Ich habe von klein auf gern die Leute unterhalten, habe den Widrigkeiten des Lebens stets mit Sarkasmus getrotzt, habe gesungen, gezeichnet, geschrieben und nochmal geschrieben: Lieder, Gedichte, Hörspiele, Krimis, Gags, Glossen, Kabarett. Vom jeweiligen Presseecho hatte ich nur selten Kenntnis, weil ich meist nicht wußte, wann welcher Interpret wo mit meinen Einfällen gerade unterwegs war. Über lobende Kritiken habe ich mich natürlich gefreut. Allerdings waren selbst die besten nicht immer ein Lesegenuß. 

Wenn von strapazierten Lachmuskeln oder Zwerchfellen berichtet wird oder davon, dem Publikum sei eines ernsten Themas wegen das Lachen im Halse steckengeblieben, ist das nicht originell, aber es ist in Ordnung. Die Phrasen mögen abgegriffen sein, doch sie sagen aus, was sie aussagen sollen, und der Leser weiß, was gemeint ist.

Schwieriger wird es, wenn Feuilletonisten mit exotischen Fremdwörtern und selbstgebastelten Metaphern imponieren wollen. In einer Kritik über Ray Cooneys "Außer Kontrolle" habe ich mal gelesen: "Die Handlung, platt wie ein Pfannkuchen, ist bald vollständig entgleist." Die ganze herrlich vertrackte Geschichte ein Omelett auf Schienen? Nicht doch. Aber auch das ist letztlich eine Stilfrage.

Richtig schade ist es dagegen, wenn ein Journalist seinen guten Eindruck oder gar seine Begeisterung mit Begriffen wie "Kalauer", "Zote" oder "Geblödel" zu beschreiben sucht. Es gibt herrlichen Quatsch, es gibt Pointen, Gags, verrückte Wendungen, aberwitzige Situationen, es gibt unzählige Formen intelligenten Blödsinns – aber Kalauer, Zoten und Geblödel sind was anderes. 

Damit sind wir bei den negativen Kritiken. Die kriegt jeder Künstler von Zeit zu Zeit und muß sie widerspruchslos schlucken. Kritiken stehen über jeder Kritik, obwohl es dafür keinen sachlichen Grund gibt; unter Kritikern gibt es schließlich ebenso wie unter allen anderen Schreibern gute und schlechte.

Außerdem hat jeder Kritiker seinen eigenen Geschmack. Manche mögen es bissig, manche sentimental, manche freuen sich über Anzüglichkeiten, andere suchen Tiefgang und wieder andere sind nur zufrieden, wenn politische Mißstände angeprangert werden.

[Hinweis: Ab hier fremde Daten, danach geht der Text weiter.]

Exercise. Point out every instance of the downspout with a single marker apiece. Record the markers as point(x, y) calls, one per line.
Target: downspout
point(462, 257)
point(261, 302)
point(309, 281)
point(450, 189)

Es ist auch nicht jeder Kritiker ein Geistesriese; nicht jeder kann jedem Gedankengang folgen. Ich habe vor Jahren mal in einer kleinen Satire den Umstand angesprochen, daß es in Deutschland aus gutem Grund ein Unding wäre, Witze über Schläfenlocken und krumme Judennasen zu reißen, wohingegen Schwule selbst auf Leinwand und Bildschirm nach wie vor als Witzfiguren herhalten müssen. "Die Nazis", schloß mein Text, "haben halt nicht mehr als zehn-, fünfzehntausend Schwule umgebracht. Das liegt wohl noch im ulkigen Bereich." Ein Schwachkopf von der Badischen Zeitung Freiburg fand das antisemitisch.

Deutschland neigt im übrigen dazu, Komik herablassend zu betrachten. Wenn das Publikum sich schlapplacht, ist das für viele – selbst für viele der Lacher – schon ein Beweis für Klamauk. Namentlich Menschen, die sich selbst als Intellektuelle schätzen, schämen sich für ihren Spaß an krachenden Pointen. Wenn man ihnen einen guten Witz erzählt, biegen sie ihr unwillkürliches Gelächter eilig in schmerzliches Stöhnen um, so als leide ihr Luxushirn unter der Zumutung.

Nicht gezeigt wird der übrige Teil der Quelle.